[BioC] How to do k-fold validation using SVM
Ramon Diaz
rdiaz@cnio.es
Mon, 27 Jan 2003 15:20:37 +0100
On Monday 27 January 2003 14:55, Stephen Henderson wrote:
> That looks good--thanks
> A question and a suggestion follow.
>
> 1. You say you used a linear kernel--Did you find this to be best after
> testing and/or optimising the other kernels?

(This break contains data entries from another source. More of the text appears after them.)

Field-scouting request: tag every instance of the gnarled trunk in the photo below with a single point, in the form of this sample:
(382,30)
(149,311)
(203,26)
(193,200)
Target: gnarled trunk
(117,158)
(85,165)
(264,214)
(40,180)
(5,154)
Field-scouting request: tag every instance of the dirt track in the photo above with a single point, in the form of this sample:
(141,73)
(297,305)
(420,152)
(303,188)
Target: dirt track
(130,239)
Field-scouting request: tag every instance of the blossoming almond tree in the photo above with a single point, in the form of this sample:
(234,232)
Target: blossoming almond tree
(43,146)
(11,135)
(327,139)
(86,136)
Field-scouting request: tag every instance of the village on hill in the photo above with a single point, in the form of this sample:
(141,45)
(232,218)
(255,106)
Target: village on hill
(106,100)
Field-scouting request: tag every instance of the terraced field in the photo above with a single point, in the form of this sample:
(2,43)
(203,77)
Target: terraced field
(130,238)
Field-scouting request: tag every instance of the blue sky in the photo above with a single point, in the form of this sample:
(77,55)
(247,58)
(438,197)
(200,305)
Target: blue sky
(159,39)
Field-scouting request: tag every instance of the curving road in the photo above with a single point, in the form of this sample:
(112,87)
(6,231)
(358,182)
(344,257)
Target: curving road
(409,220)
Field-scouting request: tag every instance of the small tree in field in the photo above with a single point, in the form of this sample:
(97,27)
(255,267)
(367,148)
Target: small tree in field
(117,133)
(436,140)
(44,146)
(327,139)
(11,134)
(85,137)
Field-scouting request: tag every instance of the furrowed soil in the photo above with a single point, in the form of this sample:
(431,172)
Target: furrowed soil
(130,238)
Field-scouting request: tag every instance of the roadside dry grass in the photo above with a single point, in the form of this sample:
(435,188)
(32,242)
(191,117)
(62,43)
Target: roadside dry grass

Not really. At least, not after extensive testing. But with the data I am
working linear seemed better than radial, and the people I am working with
preferred linear than radial (and I do too: I don't really understand linear
SVMs, much less other kernels).
>
> 2. A set of wrapper functions (for multtest, ipred, and e1071) that
> consistently interface the affy data object with a few good feature
> selection methods and classification methods might be a useful new addition
> to BioC.
I guess that is an invitation for me to write that. I actually like the
suggestion (and I think it should be fairly easy to get my boss to regard it
as a good idea too). So I'll probably go for it (but will be a few months
before I can do it). [A disclaimer, though: I am not a particularly gifted R
programmer; for example, I've managed to avoid learning anything about S4
classes, and have no idea how Sweave works; I suppose this is an opportunity
to learn some of this stuff]
Best,
>
> Stephen Henderson
>
>
> -----Original Message-----
> From: Ramon Diaz [mailto:rdiaz@cnio.es]
> Sent: Monday, January 27, 2003 1:38 PM
> To: bioconductor@stat.math.ethz.ch
> Cc: amateos@cnio.es
> Subject: Re: [BioC] How to do k-fold validation using SVM
>
> Sorry for jumping into the thread so late: I just read the posting today.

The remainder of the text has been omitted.